Police unions have fought these efforts at every step of the way and as recruitment has gotten tougher many departments have had to lower admission standards. After the riots in the ‘60s, the Washington, D.C., police department reportedly for a time even decided to overlook felony convictions among those they were recruiting and other departments did the same either formally or informally. 

Progress in the decades since has been substantial and, while there is still room for substantive reform and a constant review of law enforcement’s relationship with those officers are sworn to protect, better training and reforms already in place have made most police forces today better than at any time in our history.

Amid today’s hostility to law enforcement, many seem to forget that the “thin blue line” between a civilized society and criminal anarchy is indeed thin. Most people are, like most police, good people who want only to live peaceably with their neighbors, earn a living and raise their families, but there are a few who but for men and women carrying a badge would prey on and brutalize those around them.
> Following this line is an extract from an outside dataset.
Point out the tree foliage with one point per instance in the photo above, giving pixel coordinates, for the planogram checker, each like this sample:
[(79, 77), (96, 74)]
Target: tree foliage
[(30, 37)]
That line is fraying in cities like New York, where murder and violent crime is escalating and in smaller towns like Fredericksburg, Virginia, where a woman caught in a mini-riot with her small child in a car called 911 for help and was told she was on her own.

What those who would abolish the police forces that stand between them and anarchy don’t understand is that defunding the police and stripping them of both the respect they deserve and the support they need to do their job means fewer and fewer good men and women will be attracted to law enforcement and the world we share will become a far more dangerous place than it is today.

• David A. Keene is an editor at large for The Washington Times.